How to install NVIDIA drivers for machine learning on Ubuntu

A common pain point for setting up servers to run AI models - is getting the NVIDIA drivers to work correctly with Pytorch and other machine-learning libraries.

In this guide, I will walk you through some installation steps you need to run to get your GPU working correctly with your AI models.

I am running Ubuntu 22.04. If you are running a different version - you may need to tweak the CUDA toolkit version to suit your Distro.
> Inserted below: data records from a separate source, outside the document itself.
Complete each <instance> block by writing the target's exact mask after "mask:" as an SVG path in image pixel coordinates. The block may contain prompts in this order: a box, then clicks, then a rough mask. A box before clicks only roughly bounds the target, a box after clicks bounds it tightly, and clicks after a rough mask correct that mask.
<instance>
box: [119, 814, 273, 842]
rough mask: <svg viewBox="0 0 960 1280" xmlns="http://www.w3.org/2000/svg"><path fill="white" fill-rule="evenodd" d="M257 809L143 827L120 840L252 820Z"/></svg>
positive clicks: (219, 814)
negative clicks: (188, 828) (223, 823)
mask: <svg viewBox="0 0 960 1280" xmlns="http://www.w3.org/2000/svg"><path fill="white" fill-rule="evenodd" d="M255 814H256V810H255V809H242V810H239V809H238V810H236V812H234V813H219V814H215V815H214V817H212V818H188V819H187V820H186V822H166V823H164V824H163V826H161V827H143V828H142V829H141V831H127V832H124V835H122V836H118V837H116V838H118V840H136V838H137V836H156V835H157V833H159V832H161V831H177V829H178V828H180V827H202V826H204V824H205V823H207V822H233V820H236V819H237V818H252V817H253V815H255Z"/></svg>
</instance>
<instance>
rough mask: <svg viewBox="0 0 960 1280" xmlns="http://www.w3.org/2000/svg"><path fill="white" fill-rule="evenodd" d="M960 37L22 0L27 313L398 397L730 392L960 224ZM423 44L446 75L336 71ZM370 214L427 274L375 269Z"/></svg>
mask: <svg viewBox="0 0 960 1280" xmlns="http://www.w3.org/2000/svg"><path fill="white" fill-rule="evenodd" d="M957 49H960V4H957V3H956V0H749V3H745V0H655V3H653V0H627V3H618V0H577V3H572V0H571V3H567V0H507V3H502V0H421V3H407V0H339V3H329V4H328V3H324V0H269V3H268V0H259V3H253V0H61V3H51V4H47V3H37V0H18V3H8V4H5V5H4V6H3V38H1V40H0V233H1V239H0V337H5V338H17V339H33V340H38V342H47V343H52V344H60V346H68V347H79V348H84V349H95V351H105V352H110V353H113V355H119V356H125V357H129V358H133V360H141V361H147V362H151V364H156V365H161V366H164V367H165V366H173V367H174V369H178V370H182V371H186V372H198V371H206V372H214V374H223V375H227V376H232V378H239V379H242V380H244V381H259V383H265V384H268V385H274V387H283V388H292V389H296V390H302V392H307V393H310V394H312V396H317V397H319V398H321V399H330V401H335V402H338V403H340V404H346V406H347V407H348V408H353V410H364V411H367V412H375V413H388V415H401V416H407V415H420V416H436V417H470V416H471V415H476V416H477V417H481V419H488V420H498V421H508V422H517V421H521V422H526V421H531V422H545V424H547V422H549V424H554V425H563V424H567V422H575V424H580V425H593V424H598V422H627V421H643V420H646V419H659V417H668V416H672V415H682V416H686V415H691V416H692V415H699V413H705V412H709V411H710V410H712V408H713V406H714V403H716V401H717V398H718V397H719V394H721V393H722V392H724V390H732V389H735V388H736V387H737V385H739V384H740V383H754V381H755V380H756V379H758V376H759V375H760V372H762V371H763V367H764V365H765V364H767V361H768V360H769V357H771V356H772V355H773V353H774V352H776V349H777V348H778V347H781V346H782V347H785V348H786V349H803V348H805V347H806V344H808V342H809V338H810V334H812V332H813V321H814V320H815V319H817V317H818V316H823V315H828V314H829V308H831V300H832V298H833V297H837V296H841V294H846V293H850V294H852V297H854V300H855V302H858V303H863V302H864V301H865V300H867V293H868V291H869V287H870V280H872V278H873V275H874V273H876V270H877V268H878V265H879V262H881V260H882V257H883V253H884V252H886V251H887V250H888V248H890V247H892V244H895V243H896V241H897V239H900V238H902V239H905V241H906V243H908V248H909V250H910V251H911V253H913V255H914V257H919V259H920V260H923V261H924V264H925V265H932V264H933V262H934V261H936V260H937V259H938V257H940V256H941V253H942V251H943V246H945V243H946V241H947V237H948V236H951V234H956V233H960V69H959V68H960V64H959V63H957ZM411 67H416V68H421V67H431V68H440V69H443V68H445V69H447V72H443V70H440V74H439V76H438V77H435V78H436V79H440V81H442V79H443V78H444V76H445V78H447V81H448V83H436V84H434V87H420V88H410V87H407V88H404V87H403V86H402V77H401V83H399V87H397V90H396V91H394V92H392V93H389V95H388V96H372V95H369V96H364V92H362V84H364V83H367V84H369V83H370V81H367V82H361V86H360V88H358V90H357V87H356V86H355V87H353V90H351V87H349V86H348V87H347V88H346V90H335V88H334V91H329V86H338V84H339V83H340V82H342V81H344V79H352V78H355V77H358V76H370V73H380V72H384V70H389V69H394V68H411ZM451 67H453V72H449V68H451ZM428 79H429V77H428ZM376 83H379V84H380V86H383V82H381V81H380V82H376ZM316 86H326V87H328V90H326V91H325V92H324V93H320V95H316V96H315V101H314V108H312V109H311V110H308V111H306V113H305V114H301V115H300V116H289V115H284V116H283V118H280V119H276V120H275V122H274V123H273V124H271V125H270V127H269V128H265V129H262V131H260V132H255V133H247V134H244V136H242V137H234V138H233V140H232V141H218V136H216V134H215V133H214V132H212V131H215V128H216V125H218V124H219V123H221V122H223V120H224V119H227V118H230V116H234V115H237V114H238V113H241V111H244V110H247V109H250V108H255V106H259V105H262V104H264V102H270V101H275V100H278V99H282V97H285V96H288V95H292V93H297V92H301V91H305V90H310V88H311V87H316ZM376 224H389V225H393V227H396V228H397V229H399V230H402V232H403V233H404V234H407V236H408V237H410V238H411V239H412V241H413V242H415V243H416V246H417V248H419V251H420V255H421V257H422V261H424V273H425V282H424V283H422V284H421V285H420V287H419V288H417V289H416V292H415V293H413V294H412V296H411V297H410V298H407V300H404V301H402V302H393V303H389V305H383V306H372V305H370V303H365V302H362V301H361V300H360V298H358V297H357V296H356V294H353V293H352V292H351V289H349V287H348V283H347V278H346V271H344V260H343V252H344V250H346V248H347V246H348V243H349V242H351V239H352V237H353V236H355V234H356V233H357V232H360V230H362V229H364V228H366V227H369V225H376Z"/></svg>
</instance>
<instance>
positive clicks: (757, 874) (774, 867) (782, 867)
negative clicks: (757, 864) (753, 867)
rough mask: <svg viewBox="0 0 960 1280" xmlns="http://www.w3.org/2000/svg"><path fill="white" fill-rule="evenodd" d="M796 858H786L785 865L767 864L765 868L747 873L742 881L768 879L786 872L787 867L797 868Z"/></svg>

Install docker and some essential apt packages

sudo apt install apt-transport-https ca-certificates curl software-properties-common -y
sudo curl -fsSL https://download.docker.com/linux/ubuntu/gpg | sudo apt-key add -
sudo add-apt-repository \
"deb [arch=amd64] https://download.docker.com/linux/ubuntu $(lsb_release -cs) stable" -y
sudo apt install docker-ce -y

# Now add your user to the docker group
# You will need to logout and back in again - for this to take effect
sudo groupadd docker
sudo usermod -aG docker yourusername

Setup NVIDIA GPU drivers

sudo add-apt-repository ppa:graphics-drivers/ppa --yes
sudo apt update -y
sudo apt-get install linux-headers-$(uname -r)
sudo ubuntu-drivers install --gpgpu

Setup CUDA

sudo apt-get update -y

# You can find the right key to use for your distro here:
# https://developer.download.nvidia.com/compute/cuda/repos/
wget https://developer.download.nvidia.com/compute/cuda/repos/ubuntu2204/x86_64/cuda-keyring_1.1-1_all.deb
sudo dpkg -i cuda-keyring_1.1-1_all.deb
sudo apt-get -y install cuda-toolkit-12-

Configure docker to use the GPU and Cuda


curl -fsSL https://nvidia.github.io/libnvidia-container/gpgkey | sudo gpg --dearmor -o /usr/share/keyrings/nvidia-container-toolkit-keyring.gpg

curl -s -L https://nvidia.github.io/libnvidia-container/stable/deb/nvidia-container-toolkit.list | \
sed 's#deb https://#deb [signed-by=/usr/share/keyrings/nvidia-container-toolkit-keyring.gpg] https://#g' | \
    sudo tee /etc/apt/sources.list.d/nvidia-container-toolkit.list

sudo apt-get update -y

sudo apt-get install -y nvidia-container-toolkit
sudo nvidia-ctk runtime configure --runtime=docker

Conclusion

GPU setups can be tricky and painful, hopefully, this goes a long way in getting you up and running.

Now you should be able to run any of your Pytorch or machine learning models on the GPU, either natively on the machine or using docker.